Bisnis.com, JAKARTA – Ekonom Institute for Economic and Financial Development (Indef) Drajad Wibowo mengatakan kenaikan tarif pajak pertambahan nilai atau PPN menjadi 12% akan memberikan beban berat bagi perekonomian karena ada kemungkinan penurunan tarif. konsumsi. Selain itu, jumlah kelas menengah terus menyusut.

Hal tersebut disampaikan Drajad pada acara UOB Economic Outlook di Jakarta Pusat pada Rabu (25/9/2024). Dia menjelaskan bahwa lebih dari Rp 1.000 triliun disimpan untuk tujuan terkait utang, dan ketika kondisi keuangan semakin ketat, pemerintah membutuhkan lebih banyak pendapatan.

Menurut dia, kunci peningkatan pendapatan pemerintah adalah reformasi keuangan publik, khususnya perpajakan. Namun hal tersebut tidak bisa dilakukan dengan mengikuti pemotongan pajak yang sudah ada, seperti rencana kenaikan PPN menjadi 12%.

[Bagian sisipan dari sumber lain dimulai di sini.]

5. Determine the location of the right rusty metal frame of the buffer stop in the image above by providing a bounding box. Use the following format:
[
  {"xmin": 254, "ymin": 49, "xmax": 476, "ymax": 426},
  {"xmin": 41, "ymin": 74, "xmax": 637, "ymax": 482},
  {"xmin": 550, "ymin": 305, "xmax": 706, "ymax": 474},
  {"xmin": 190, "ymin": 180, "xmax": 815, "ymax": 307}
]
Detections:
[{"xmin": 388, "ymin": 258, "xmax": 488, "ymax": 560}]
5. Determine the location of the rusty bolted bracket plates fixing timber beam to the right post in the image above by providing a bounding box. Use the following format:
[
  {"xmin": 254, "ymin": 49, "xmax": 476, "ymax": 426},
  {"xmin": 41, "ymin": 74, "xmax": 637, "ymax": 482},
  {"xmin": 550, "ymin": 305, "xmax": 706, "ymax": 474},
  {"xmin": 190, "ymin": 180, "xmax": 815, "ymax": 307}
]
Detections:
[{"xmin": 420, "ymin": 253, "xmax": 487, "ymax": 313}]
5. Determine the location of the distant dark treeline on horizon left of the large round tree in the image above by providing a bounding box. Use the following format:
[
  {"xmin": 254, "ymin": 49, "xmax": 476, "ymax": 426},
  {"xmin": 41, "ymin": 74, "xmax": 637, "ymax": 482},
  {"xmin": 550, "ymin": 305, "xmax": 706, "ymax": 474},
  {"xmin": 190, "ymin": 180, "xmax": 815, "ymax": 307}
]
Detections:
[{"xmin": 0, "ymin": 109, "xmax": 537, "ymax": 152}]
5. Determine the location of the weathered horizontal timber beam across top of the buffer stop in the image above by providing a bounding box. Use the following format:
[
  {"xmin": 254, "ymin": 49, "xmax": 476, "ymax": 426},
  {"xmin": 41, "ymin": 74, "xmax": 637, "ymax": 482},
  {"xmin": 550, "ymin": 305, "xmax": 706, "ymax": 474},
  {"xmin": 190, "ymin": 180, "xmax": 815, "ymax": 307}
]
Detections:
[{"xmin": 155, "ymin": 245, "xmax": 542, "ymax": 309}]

Drajad sebenarnya adalah anggota Dewan Pakar Prabowo-Gibran, dan Ketua Dewan Pakar Partai Amanat Nasional (PAN) yang merupakan bagian dari koalisi pemerintahan berikutnya. Namun Drajad pribadi mengutarakan pendapatnya bahwa kenaikan PPN akan memberikan beban berat bagi perekonomian.

“Sebagai perorangan, bukan sebagai anggota kelompok Prabovo-Gibran atau PAN sebagai perorangan, tapi sebagai perseorangan, saya tidak setuju kenaikan PPN menjadi 12%. Karena dari yang saya pantau, pantauan yang saya lakukan, risikonya sangat tinggi [ancamannya tinggi],” kata Drajad. Rabu (25/9/2024) kata.

Menurut Drajad, industrialisasi dan kenaikan tarif PPN sebesar 11% dalam dua tahun terakhir juga memberikan tekanan pada kelas menengah. Memang benar bahwa tulang punggung konsumsi domestik, yang merupakan komponen utama perekonomian Indonesia, adalah kelas menengah.

“Saya telah mengamati pertumbuhan kita setiap kuartal sejak krisis Asia, dan pertumbuhan kita berkaitan erat dengan pertumbuhan konsumsi. Jika pertumbuhan konsumsi melambat, seiring menyusutnya kelas menengah, bagaimana kita bisa mencapai pertumbuhan [ekonomi]?” Dia berkata.

Drajad mengakui kenaikan PPN sebesar 12% sebagaimana diamanatkan Undang-Undang 7/2021 tentang Harmonisasi Peraturan Perpajakan (UU HPP). Namun, ia berharap pemerintahan Prabowo akan mempertimbangkan kembali peraturan tersebut mengingat tekanan ekonomi yang sedang berlangsung.

“Saya pribadi kurang setuju dengan 12%, tapi itu sudah ada dalam undang-undang. Saya berharap tahun depan ditinjau kembali,” ujarnya.